“A very important truth (for you) is that if people ever want to close the gap from where they are to where they want to be, they need the faith and courage to surrender the result and accept the possibility that they may not reach their destination.”
Chapter 8 Reflection Question: What are your principles in life?
Think of all the tough decisions coaches have to make throughout their career. Whether it pertains to actionable coaching decisions or job opportunities, our principles play compass when it comes to decision-making. This chapter invokes reflection on those principles in our lives that guide us throughout our coaching career. Below are the principles that help guide me:
- Family first. My actions are always to prioritize my wife and my family.
- To be a life-long learner – exploring different, new, and better.
- Leave it better than when you found it; finish everything you start
Chapter 9 Reflection Question: What are some of your greatest fears or anxieties in life?
Anxiety can come from not feeling prepared.
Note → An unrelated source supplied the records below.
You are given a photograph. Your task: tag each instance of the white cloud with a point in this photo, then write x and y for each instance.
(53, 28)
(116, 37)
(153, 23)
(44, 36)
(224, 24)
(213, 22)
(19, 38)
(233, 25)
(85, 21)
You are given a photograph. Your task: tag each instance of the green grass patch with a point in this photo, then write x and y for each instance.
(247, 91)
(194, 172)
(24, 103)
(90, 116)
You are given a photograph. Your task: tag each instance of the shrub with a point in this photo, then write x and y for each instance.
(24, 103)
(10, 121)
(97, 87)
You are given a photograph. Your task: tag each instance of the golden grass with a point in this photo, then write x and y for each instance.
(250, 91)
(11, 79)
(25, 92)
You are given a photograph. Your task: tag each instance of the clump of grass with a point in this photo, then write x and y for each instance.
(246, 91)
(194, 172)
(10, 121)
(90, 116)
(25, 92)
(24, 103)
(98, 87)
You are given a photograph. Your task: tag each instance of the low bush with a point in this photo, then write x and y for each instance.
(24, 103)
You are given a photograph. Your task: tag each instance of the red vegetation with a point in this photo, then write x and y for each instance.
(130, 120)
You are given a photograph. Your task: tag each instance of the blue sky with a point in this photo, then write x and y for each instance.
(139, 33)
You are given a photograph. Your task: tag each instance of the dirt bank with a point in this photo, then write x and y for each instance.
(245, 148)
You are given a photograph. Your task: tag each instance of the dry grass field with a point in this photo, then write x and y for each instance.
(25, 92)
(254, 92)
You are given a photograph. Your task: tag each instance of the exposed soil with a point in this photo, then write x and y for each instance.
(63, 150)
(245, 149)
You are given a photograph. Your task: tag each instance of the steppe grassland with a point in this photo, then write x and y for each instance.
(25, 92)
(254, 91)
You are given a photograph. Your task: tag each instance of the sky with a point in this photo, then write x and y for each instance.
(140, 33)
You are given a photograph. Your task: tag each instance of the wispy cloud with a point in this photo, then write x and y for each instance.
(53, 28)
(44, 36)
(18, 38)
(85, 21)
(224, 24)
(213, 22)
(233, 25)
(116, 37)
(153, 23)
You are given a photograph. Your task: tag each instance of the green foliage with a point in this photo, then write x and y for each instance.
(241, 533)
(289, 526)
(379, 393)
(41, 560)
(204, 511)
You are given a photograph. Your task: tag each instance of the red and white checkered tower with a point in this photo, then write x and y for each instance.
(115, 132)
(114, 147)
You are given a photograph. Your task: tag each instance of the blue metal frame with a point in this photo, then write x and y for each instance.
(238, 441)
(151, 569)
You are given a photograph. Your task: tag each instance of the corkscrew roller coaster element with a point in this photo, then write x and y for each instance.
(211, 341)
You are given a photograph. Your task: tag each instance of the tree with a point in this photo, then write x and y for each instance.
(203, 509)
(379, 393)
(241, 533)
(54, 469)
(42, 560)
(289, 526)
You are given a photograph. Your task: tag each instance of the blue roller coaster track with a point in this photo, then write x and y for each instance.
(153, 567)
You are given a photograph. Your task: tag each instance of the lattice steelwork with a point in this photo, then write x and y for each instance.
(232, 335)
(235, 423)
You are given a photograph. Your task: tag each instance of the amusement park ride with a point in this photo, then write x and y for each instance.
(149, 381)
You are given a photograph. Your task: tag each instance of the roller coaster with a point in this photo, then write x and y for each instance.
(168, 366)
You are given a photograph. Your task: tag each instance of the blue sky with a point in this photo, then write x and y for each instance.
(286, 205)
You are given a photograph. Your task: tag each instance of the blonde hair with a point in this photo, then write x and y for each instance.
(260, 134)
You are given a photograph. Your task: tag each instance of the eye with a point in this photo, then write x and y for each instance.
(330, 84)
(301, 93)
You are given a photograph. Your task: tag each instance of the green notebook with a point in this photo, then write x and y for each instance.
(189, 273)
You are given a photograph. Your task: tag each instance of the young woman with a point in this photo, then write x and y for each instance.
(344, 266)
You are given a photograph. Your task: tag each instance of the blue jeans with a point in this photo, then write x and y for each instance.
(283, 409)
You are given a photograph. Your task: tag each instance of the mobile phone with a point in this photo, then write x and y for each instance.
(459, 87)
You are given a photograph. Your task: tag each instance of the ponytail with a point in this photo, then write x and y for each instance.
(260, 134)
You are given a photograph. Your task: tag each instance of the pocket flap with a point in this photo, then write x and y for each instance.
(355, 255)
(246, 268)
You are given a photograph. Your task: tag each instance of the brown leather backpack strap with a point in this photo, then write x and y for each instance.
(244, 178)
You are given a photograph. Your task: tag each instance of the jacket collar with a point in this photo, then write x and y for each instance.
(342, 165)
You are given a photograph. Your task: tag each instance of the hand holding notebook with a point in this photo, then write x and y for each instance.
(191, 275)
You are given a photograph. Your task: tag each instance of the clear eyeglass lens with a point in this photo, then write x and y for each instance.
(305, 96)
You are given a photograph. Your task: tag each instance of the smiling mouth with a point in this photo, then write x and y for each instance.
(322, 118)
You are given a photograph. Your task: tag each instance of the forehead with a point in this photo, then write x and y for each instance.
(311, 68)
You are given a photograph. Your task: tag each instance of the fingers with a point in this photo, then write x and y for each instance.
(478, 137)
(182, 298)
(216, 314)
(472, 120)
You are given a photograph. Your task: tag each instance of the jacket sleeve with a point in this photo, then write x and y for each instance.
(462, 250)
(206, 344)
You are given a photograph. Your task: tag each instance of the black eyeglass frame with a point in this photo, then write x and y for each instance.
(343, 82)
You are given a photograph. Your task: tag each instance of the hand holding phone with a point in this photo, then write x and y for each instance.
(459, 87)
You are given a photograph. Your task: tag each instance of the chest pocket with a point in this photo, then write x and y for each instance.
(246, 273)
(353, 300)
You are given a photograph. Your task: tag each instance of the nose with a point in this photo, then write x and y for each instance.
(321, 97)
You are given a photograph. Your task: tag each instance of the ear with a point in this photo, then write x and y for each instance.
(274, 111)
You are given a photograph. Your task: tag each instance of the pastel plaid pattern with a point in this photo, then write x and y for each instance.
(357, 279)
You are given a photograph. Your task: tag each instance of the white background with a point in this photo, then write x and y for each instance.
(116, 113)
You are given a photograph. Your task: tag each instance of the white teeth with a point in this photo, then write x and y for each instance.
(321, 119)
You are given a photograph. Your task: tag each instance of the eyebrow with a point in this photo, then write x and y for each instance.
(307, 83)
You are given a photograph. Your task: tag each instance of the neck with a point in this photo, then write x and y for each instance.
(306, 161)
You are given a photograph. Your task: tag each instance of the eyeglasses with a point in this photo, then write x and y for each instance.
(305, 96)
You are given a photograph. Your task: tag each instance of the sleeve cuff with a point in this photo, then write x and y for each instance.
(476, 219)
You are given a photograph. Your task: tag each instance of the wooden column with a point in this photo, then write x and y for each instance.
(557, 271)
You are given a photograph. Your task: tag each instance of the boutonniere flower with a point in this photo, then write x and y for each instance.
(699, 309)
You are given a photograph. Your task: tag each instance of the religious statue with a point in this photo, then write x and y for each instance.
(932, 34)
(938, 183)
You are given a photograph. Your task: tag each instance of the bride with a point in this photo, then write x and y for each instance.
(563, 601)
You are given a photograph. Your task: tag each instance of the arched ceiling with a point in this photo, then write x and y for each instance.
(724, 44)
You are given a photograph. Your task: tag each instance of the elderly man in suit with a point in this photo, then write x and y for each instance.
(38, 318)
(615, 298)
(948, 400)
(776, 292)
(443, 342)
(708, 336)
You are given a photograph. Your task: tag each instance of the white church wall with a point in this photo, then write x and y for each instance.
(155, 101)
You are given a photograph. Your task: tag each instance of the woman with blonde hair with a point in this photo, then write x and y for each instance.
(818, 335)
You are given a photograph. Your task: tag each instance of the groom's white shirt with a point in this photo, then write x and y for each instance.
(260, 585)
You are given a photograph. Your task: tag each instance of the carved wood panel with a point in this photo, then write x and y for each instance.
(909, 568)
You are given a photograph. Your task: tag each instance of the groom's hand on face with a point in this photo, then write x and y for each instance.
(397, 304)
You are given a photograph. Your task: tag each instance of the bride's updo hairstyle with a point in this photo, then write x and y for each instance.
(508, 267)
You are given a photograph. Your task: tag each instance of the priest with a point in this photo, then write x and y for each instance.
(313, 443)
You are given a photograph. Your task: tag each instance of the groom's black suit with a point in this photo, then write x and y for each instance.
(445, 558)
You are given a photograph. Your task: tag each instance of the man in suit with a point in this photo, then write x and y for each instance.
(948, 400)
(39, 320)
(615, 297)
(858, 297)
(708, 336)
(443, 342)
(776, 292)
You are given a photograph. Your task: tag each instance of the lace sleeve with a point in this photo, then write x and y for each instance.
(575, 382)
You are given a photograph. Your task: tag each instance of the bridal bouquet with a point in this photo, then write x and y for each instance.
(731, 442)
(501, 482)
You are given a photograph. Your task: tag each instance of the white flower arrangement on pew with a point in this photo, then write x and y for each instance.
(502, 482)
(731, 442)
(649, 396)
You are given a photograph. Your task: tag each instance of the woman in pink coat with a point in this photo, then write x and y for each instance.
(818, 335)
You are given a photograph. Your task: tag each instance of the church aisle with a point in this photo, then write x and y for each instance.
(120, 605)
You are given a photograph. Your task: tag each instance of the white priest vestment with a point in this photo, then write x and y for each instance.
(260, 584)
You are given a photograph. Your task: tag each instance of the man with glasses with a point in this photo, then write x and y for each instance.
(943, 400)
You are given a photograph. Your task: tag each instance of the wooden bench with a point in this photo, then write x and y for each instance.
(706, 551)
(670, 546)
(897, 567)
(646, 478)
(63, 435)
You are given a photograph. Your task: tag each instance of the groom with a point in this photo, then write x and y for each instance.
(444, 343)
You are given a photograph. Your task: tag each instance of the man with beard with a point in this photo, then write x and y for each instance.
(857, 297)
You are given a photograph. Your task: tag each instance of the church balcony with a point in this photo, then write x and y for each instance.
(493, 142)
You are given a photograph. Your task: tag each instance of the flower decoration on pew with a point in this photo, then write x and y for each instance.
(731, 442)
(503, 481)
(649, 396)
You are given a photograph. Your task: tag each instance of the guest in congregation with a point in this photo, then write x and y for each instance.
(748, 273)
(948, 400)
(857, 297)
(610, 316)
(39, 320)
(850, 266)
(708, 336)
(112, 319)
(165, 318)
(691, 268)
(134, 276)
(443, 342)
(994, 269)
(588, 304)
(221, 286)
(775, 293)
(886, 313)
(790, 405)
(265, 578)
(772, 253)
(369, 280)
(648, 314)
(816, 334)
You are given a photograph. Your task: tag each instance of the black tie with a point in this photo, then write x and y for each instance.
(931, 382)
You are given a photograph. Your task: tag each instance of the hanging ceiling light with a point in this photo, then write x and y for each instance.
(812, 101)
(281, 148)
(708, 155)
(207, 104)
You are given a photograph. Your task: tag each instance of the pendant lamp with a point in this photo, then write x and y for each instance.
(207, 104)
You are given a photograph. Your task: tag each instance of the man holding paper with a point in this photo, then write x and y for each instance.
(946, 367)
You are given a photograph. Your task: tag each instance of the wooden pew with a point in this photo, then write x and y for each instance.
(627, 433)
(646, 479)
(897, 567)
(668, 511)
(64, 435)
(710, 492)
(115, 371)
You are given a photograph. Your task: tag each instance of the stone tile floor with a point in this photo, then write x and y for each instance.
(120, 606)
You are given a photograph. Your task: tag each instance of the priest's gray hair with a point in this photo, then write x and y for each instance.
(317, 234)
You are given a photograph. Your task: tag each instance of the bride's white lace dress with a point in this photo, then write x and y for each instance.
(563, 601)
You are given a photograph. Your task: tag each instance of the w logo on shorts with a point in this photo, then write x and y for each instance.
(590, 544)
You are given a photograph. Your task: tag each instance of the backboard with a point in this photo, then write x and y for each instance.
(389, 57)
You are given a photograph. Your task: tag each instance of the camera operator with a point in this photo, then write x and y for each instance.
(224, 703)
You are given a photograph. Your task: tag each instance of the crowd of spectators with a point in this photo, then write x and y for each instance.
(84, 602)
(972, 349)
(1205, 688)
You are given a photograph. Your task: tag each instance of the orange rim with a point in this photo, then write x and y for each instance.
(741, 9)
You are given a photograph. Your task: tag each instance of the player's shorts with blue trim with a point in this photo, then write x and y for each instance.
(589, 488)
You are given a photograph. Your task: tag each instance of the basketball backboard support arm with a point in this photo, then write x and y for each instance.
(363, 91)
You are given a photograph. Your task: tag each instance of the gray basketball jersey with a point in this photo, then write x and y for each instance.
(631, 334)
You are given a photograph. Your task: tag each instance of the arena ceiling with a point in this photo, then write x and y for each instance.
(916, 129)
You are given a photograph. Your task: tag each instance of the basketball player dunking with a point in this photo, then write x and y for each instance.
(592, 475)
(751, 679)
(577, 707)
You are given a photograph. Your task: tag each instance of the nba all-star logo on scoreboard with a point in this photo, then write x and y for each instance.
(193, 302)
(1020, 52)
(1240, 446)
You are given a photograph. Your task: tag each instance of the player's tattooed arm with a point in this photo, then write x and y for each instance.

The fear is not being in control.
Full-disclosure, I hate to fly. Never have and don’t anticipate I ever will unless I get my pilot’s license. By no means, do I intend to become a pilot so this is simply something that I just have to deal with anytime I step on a plane. The execution of the flight is completely out of my hands, thus my anxiety kicks in from the lack of control over my own situation.
In basketball, it can have a similar effect. Some of my biggest challenges to this point early in my career is when our team struggles to regain its composure during tough stretches of games. I think this occurs to many teams across the country when building a big lead complacency can begin to occur. Opposing teams will make a run and applied pressure to hold that lead starts to surface; it is an interesting feeling to recognize the slippage and inability to reset. It can be frustrating finding the right words, or the appropriate message to revitalize confidence or steady the ship from disorientation. The coaching staff vainly attempts to understand what insecurities are going through their heads at that moment that would help pinpoint what resolution is possible to regain footing again. After you exhaust all your options of timeouts or substitutions with varied approaches to joke, motivate, or discipline there is a sense of helplessness. There is a sense of lack of control over the situation. It can be frustrating and humbling as a coach.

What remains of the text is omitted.